Beautiful wildflowers are popping up along the medians of U.S. Hwy. 98 at Inlet Beach, and will continue to prosper throughout the year. More will be showing soon just east of U.S. Hwy. 331. All part of a Department of Transportation (FDOT) wildflower and natures area program.
According to Robert Farley, FDOT District 3 vegetation project manager, assorted varieties of wildflowers will continue to bloom throughout the year.
“The site at Inlet Beach has been sowed with several wildflowers that will emerge and bloom at different seasons and hopefully persist to become a sustainable display. The flowers that are showy now are Cosmos bipinnatus, an annual that is a reliable re-seeder. Emerging under the Cosmos are seedlings of Rudbeckia hirta and Gaillardia pulchella, two native perennials that will bloom later in the season, probably during June-September. We will be monitoring and managing this site for maximum blooming period, with the issue being, of course, the weedy competition that always seems to interfere. Most problematic for this site is the infestation of Common Ragweed, Ambrosia artemisiifolia,” said Farley.
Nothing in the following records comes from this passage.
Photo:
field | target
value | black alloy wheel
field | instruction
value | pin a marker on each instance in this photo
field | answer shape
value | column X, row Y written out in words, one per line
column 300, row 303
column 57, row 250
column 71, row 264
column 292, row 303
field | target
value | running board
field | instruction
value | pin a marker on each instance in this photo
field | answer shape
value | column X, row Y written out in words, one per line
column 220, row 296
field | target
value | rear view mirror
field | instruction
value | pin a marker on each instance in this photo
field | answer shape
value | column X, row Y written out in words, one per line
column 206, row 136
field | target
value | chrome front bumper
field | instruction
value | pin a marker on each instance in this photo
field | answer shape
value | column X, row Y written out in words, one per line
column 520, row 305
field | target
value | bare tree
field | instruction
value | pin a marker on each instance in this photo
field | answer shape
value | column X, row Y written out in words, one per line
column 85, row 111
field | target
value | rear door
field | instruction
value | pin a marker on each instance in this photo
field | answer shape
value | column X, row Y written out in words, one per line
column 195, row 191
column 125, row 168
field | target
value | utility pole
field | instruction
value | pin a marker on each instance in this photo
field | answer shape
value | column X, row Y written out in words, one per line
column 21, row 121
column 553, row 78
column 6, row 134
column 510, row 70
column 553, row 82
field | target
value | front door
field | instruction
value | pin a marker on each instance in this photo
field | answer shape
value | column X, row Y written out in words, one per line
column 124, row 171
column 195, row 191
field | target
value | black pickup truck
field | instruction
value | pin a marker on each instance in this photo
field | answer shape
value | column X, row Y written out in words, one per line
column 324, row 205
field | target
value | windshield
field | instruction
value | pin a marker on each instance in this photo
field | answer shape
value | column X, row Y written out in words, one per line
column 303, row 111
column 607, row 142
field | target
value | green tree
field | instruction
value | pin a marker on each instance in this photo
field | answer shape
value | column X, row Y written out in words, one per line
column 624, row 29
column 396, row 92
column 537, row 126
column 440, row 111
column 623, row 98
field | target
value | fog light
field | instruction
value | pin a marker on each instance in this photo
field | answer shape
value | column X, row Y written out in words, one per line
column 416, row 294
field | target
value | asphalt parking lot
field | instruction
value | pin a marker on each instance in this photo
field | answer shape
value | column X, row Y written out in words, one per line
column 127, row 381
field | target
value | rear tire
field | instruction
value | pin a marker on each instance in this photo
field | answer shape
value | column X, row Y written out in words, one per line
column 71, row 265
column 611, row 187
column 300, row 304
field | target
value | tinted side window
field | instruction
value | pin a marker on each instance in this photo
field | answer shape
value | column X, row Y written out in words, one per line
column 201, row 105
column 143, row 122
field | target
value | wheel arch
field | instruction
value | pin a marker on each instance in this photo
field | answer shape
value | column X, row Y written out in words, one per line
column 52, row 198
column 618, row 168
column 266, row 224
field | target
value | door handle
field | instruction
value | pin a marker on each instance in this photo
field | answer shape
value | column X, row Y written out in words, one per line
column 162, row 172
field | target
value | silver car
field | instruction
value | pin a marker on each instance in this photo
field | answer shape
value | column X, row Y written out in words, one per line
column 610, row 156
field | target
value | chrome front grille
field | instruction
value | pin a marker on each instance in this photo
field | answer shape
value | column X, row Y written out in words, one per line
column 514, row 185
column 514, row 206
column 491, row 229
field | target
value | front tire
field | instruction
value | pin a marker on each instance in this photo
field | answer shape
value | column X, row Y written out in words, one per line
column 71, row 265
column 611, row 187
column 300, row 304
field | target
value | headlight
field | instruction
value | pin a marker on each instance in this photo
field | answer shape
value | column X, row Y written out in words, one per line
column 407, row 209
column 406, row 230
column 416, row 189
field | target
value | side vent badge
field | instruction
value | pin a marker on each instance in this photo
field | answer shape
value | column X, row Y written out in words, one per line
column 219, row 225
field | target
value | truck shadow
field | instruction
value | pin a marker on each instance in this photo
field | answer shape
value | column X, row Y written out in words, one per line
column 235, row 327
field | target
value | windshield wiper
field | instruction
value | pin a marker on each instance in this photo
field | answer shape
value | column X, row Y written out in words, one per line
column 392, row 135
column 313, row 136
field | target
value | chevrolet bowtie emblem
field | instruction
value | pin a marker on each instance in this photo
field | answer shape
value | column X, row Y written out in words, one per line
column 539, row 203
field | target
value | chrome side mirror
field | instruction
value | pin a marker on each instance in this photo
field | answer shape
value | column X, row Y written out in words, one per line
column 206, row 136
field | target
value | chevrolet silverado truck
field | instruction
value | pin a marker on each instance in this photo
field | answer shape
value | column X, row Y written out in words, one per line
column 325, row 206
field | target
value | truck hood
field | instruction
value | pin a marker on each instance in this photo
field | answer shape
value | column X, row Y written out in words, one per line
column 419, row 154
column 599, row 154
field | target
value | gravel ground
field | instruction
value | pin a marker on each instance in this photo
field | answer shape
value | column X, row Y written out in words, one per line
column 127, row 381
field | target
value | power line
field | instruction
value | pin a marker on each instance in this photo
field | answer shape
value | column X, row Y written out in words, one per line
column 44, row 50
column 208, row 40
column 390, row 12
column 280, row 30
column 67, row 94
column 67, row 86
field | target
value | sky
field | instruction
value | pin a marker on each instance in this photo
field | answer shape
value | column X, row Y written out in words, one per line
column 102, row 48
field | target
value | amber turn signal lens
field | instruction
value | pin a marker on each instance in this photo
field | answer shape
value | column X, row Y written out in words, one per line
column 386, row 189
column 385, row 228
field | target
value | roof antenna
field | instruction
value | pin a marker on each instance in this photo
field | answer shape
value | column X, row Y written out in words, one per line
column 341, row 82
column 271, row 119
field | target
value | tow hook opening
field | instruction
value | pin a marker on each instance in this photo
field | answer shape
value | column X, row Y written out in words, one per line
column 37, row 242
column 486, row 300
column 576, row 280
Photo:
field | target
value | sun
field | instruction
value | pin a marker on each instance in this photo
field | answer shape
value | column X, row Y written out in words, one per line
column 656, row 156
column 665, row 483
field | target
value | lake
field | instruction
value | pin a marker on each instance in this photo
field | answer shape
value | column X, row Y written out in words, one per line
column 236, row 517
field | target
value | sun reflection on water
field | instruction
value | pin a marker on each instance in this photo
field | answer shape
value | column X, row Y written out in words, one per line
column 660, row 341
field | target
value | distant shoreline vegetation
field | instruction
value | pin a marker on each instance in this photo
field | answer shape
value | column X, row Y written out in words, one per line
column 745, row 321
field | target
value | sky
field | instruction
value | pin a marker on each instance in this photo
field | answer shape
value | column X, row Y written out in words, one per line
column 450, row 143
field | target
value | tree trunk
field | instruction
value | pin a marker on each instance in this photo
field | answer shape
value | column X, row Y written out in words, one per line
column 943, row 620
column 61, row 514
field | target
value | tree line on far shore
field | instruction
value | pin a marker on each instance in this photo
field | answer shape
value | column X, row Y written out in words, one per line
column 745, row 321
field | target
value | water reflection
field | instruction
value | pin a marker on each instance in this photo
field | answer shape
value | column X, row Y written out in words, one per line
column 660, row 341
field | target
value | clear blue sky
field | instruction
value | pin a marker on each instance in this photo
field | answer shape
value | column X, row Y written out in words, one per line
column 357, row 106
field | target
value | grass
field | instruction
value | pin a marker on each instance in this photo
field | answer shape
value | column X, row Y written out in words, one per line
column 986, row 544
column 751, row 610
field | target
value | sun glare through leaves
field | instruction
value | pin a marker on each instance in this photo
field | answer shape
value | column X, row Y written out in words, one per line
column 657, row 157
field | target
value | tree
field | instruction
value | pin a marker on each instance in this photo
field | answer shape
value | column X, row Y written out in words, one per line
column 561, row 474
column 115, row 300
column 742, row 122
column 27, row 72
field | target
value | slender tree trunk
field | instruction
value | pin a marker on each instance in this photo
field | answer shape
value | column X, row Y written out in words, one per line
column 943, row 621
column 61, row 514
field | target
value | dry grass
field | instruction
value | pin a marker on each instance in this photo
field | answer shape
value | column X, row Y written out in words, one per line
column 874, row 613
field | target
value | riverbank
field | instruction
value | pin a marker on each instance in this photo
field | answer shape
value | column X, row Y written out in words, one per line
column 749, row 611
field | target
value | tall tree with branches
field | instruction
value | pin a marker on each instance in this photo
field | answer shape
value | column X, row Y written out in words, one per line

“Additional plots have been seeded in the median of U.S. Hwy. 98 just east of the intersection with U.S. Hwy. 331. These have been planted with a perennial mix that includes those previously mentioned with the addition of Coreopsis lanceolata, our state wildflower. It is our plan to increase the wildflower populations along U.S. 98, since it complies with our policy of planning wildflower displays on heavily travelled roadways in rural sections that have long unobstructed rights of way adjacent to conservation areas.”